US News

EPA official gets 32 months in $1M phony CIA agent scam

WASHINGTON – A senior federal official who convinced his bosses he needed months off to work as a CIA agent was sentenced to 32 months in prison on Wednesday.

John C. Beale, who was the highest paid official of the Environmental Protection Agency and a leading authority on climate change, said he was ashamed of his double life.

“Why did I do this? Greed – simple greed – and I’m ashamed of that greed,” he told federal Judge Ellen Huvelle.

He added that he may have carried out his 12-year deception because it gave him a “sense of excitement” and a “rush.”

“It was something like an addiction,” he said in court in his first public comments on his case.

Beale has already paid back nearly $900,000 in wages the was improperly paid and still owes another $500,000 for expenses he improperly collected.

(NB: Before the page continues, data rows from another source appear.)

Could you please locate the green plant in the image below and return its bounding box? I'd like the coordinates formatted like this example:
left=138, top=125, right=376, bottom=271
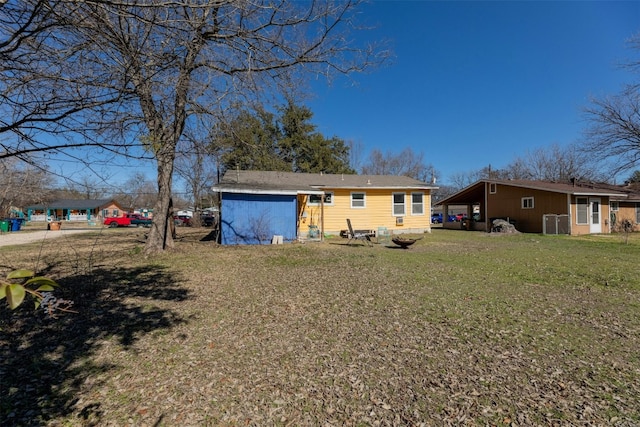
left=0, top=269, right=60, bottom=310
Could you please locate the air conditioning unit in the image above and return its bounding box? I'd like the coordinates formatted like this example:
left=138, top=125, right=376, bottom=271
left=396, top=217, right=404, bottom=225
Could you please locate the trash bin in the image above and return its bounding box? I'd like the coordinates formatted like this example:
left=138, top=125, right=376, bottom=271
left=10, top=218, right=21, bottom=231
left=0, top=219, right=10, bottom=232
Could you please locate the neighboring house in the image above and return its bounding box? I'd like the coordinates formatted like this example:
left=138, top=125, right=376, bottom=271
left=436, top=179, right=629, bottom=235
left=133, top=208, right=154, bottom=219
left=602, top=182, right=640, bottom=231
left=212, top=170, right=437, bottom=245
left=26, top=199, right=124, bottom=222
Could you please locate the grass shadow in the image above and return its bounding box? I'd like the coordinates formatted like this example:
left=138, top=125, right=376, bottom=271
left=0, top=264, right=190, bottom=426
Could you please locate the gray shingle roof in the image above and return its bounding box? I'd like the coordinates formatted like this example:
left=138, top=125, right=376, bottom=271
left=436, top=179, right=630, bottom=206
left=26, top=199, right=118, bottom=210
left=214, top=171, right=436, bottom=194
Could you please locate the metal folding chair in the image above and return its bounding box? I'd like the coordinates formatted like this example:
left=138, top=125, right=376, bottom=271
left=346, top=219, right=373, bottom=246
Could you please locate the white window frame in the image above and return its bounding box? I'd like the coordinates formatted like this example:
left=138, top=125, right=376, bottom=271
left=308, top=192, right=334, bottom=206
left=577, top=197, right=588, bottom=224
left=610, top=201, right=619, bottom=212
left=392, top=192, right=406, bottom=216
left=636, top=203, right=640, bottom=224
left=351, top=192, right=366, bottom=209
left=521, top=197, right=534, bottom=209
left=490, top=183, right=497, bottom=194
left=411, top=192, right=425, bottom=215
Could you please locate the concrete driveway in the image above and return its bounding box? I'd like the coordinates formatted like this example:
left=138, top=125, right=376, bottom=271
left=0, top=229, right=95, bottom=247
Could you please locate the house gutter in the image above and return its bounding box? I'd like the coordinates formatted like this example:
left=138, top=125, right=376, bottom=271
left=210, top=186, right=324, bottom=196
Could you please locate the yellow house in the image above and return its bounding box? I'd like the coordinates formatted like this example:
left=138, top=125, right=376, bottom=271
left=213, top=171, right=437, bottom=244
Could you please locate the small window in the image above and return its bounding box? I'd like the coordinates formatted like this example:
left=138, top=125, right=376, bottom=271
left=309, top=192, right=333, bottom=206
left=393, top=193, right=406, bottom=216
left=411, top=192, right=424, bottom=215
left=636, top=203, right=640, bottom=223
left=351, top=192, right=365, bottom=208
left=521, top=197, right=534, bottom=209
left=610, top=201, right=619, bottom=212
left=577, top=197, right=588, bottom=224
left=490, top=183, right=497, bottom=194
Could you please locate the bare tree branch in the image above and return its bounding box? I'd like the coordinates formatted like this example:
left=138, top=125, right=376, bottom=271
left=583, top=34, right=640, bottom=176
left=1, top=0, right=388, bottom=253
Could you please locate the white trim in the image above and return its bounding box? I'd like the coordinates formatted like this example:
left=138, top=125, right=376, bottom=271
left=213, top=187, right=324, bottom=196
left=589, top=197, right=602, bottom=233
left=392, top=192, right=406, bottom=216
left=521, top=196, right=534, bottom=209
left=576, top=197, right=589, bottom=225
left=308, top=191, right=334, bottom=206
left=411, top=192, right=425, bottom=215
left=350, top=191, right=366, bottom=209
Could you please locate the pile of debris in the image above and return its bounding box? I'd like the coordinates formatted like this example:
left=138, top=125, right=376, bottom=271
left=491, top=219, right=519, bottom=234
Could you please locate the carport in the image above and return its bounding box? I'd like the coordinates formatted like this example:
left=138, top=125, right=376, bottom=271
left=435, top=181, right=488, bottom=231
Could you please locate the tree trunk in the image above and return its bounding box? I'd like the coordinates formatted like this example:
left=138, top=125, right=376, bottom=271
left=145, top=150, right=176, bottom=254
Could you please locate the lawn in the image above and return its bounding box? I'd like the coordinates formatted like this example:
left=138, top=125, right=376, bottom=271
left=1, top=228, right=639, bottom=426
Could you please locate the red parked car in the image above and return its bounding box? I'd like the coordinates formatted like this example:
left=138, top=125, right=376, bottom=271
left=173, top=215, right=192, bottom=226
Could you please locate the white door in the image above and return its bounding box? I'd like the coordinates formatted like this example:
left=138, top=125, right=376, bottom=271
left=589, top=198, right=601, bottom=234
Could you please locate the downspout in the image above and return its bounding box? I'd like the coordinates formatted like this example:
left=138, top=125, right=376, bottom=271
left=485, top=181, right=489, bottom=232
left=567, top=193, right=572, bottom=235
left=320, top=193, right=325, bottom=242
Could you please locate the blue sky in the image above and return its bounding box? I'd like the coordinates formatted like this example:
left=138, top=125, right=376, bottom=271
left=307, top=0, right=640, bottom=185
left=45, top=1, right=640, bottom=191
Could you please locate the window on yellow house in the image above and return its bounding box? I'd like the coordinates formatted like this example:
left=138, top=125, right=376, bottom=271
left=309, top=192, right=333, bottom=206
left=351, top=192, right=365, bottom=208
left=393, top=193, right=405, bottom=216
left=411, top=192, right=424, bottom=215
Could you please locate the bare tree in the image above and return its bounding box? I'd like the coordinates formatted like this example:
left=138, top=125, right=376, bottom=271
left=0, top=156, right=50, bottom=217
left=1, top=1, right=385, bottom=253
left=106, top=173, right=156, bottom=212
left=347, top=139, right=365, bottom=173
left=584, top=89, right=640, bottom=175
left=448, top=143, right=600, bottom=193
left=502, top=143, right=600, bottom=181
left=174, top=128, right=219, bottom=226
left=583, top=35, right=640, bottom=177
left=62, top=175, right=107, bottom=200
left=361, top=147, right=435, bottom=182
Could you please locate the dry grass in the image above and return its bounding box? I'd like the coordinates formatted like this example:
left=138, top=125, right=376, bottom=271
left=1, top=228, right=640, bottom=426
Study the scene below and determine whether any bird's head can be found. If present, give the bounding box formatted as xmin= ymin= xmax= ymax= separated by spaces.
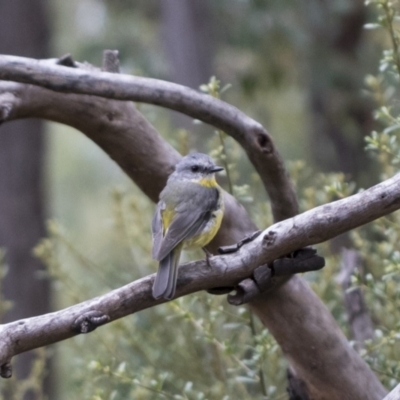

“I’ve had better days,” Beale, 65, told The Post after sentencing. “It could have been much worse.”

Beale faced up to 37 months in prison. Huvelle declined to fine him additionally, saying “he is paying a hefty amount in every which way.”

Prosecutors said that beginning in 2000 Beale told his superiors he needed to take a day off each week because of his work for the CIA. But they didn’t learn until early this year that he had never worked for the spy agency.

He didn’t show up for six months in 2008, and eventually conned the EPA out of 2 ½ years of salary for work he never performed.

In court on Wednesday Beale also cleared up a mystery – what was he doing when he wasn’t at his EPA desk?

“I spent time exercising. I spent a lot of time working on my house,” he said.

Prosecutor James Smith told the court that Beale’s “lies have turned him into a poster child for what is wrong with the federal government.”

Beale was not accompanied by family members to court Wednesday. He requested to go to the Otisville, NY federal prison or another facility within two hours of New York City because his wife Mary has moved to Manhattan.

Investigators uncovered Beale’s double life as well as financial irregularities at the EPA.

For example, he was given a 25 percent retention bonus that boosted his salary to $206,000 a year – and was still being paid more than a year after he retired.

In addition, Beale lived lavishly at the taxpayers’ expense. He booked first class tickets on 70 percent of 33 flights — and billed the feds for six business trips to Los Angeles when he was visiting relatives in Bakersfield 120 miles away.